The rationale for animal external (AET) and cell (ACT) transplants are, however, more intricate than that of a shortage of human donors.

Risks of xenotransplantation

The recipient of any transplant has to face the problems of rejection as the body’s immune system attacks the transplant because it does not recognise it as part of the body. There are three types of rejection:

· Hyperacute rejection in which the organ is dead within 20 minutes of transplantation. This is usually not seen nowadays as a cross-match of the donor to the recipient is done prior to surgery.

· Acute rejection occurs within the first three months, when the body recognises the differences between the donated transplant and the recipient’s organ/tissue. This can usually be controlled with immunosuppressive medicines.

· Chronic rejection is similar to acute rejection and is worsened by increased blood pressure. All recipients of cadaveric organs usually succumb to chronic rejection. That is why the survival of those who have received a cadaveric transplant is still an average of 10 years post-transplantation, despite immunosuppressive medicines.

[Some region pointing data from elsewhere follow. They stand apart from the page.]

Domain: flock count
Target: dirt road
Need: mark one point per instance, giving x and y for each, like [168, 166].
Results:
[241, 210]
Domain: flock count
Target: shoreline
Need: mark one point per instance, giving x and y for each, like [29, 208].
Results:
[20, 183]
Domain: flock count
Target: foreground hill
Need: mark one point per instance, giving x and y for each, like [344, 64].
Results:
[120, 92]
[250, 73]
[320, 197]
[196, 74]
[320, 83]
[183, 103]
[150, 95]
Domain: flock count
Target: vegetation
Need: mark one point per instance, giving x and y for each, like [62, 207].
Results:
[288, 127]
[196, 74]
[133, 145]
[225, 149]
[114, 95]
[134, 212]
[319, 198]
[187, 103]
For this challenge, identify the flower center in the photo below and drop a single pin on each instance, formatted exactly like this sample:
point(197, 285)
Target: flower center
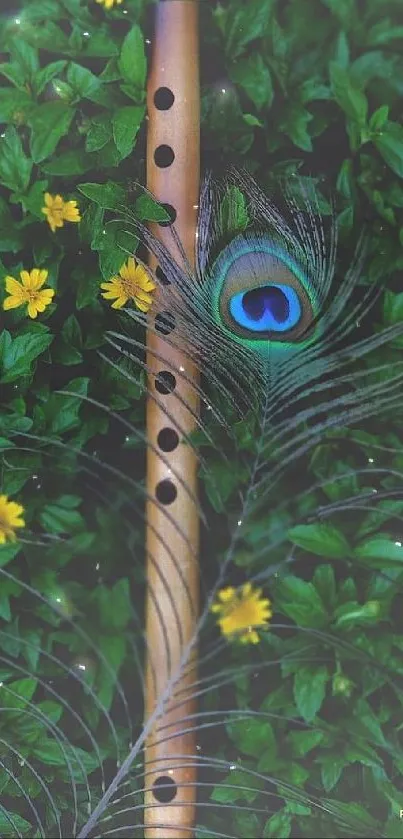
point(130, 288)
point(5, 526)
point(32, 295)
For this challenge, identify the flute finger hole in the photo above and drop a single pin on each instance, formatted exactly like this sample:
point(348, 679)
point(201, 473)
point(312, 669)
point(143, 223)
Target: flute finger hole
point(163, 99)
point(165, 382)
point(166, 492)
point(168, 439)
point(164, 156)
point(164, 789)
point(172, 215)
point(165, 323)
point(161, 276)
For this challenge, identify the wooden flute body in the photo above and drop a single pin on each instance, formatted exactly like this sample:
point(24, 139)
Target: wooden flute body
point(172, 516)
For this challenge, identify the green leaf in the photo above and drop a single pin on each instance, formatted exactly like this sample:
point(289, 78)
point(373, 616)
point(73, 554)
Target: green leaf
point(301, 602)
point(310, 690)
point(115, 245)
point(61, 410)
point(350, 98)
point(73, 162)
point(295, 125)
point(132, 60)
point(57, 519)
point(11, 238)
point(239, 785)
point(49, 122)
point(252, 75)
point(46, 74)
point(114, 651)
point(100, 133)
point(389, 143)
point(14, 102)
point(26, 57)
point(16, 695)
point(125, 124)
point(240, 23)
point(220, 483)
point(321, 539)
point(18, 354)
point(147, 209)
point(303, 742)
point(253, 736)
point(8, 552)
point(380, 552)
point(68, 347)
point(110, 195)
point(278, 826)
point(331, 768)
point(12, 824)
point(379, 118)
point(114, 605)
point(15, 166)
point(53, 753)
point(352, 614)
point(325, 583)
point(83, 82)
point(233, 214)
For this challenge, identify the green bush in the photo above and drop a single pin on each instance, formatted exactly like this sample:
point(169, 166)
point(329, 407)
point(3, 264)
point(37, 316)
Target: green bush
point(311, 87)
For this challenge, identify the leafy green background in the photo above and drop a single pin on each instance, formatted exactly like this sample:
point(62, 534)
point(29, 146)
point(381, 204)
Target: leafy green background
point(312, 87)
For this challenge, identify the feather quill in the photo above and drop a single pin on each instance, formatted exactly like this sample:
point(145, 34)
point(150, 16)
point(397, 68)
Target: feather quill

Safety is a major consideration with xenotransplantation. There is the risk that the human recipient may be infected by viruses or other diseases from animals and that this may spread to family, relatives, friends and the community.

When an infectious agent gains entry into a new host, its capacity to produce disease is not predictable, for example, HIV/AIDS, Ebola virus. Among the organisms of serious concern are herpes viruses, retroviruses, toxoplasmosis, filoviruses (Marburg and Ebola), monkey pox virus, and simian hemorrhagic virus.

The use of human cells, tissues, or organs that have had contact outside the body with live animal cells, tissues or organs, for example, human skin cells grown outside the body on a layer of animal cells and then used in humans for skin reconstruction, have the potential for transmission of an infectious disease from the animal source to the recipient.

The potential may be similar to that of live animal cells, tissues, or organs transplanted directly into a recipient.

Although experts disagree on the extent of the risk, all agree that the transfer of infection from animal to man cannot be completely ruled out especially when there is prolonged contact between animal and human tissues. The use of immunosuppressive medicines may also contribute to this risk.

The risk is highest in animal organ transplants (AOT), intermediate in animal cell therapies (ACT) and lowest in animal external therapies (AET).

The successful use of pig heart valves has contributed to the view that pigs are presumably safer donors than non-human primates. However, this presumption has not been fully explored. The discovery that porcine endogenous retroviruses (PERV) are capable of infecting human cells in the laboratory (in vitro) has raised concerns about the safe clinical application of xenotransplantation.

Much attention has been focused on the possibility that PERV, which are harmless in animals, may be transferred to humans and then get activated with the potential of spreading new diseases to humans.

Efficacy of xenotransplantation

There is no data that animal organ transplants (AOT) have been successful. Chimpanzee kidneys, which were transplanted to patients with renal failure, and a baboon liver transplanted to a patient with liver failure, have all failed within a short time, due to the major immunological and physiological challenges the recipients had to deal with.

Reports of trials of animal cell therapies (ACT) have shown a longer survival time of the transplanted cells. Some studies have reported some efficacy when animal pancreatic cells were transplanted to produce insulin for diabetic patients.

Studies of the transplantation of animal brain cells to produce dopamine for patients with Parkinson’s disease have reported that they were not efficacious.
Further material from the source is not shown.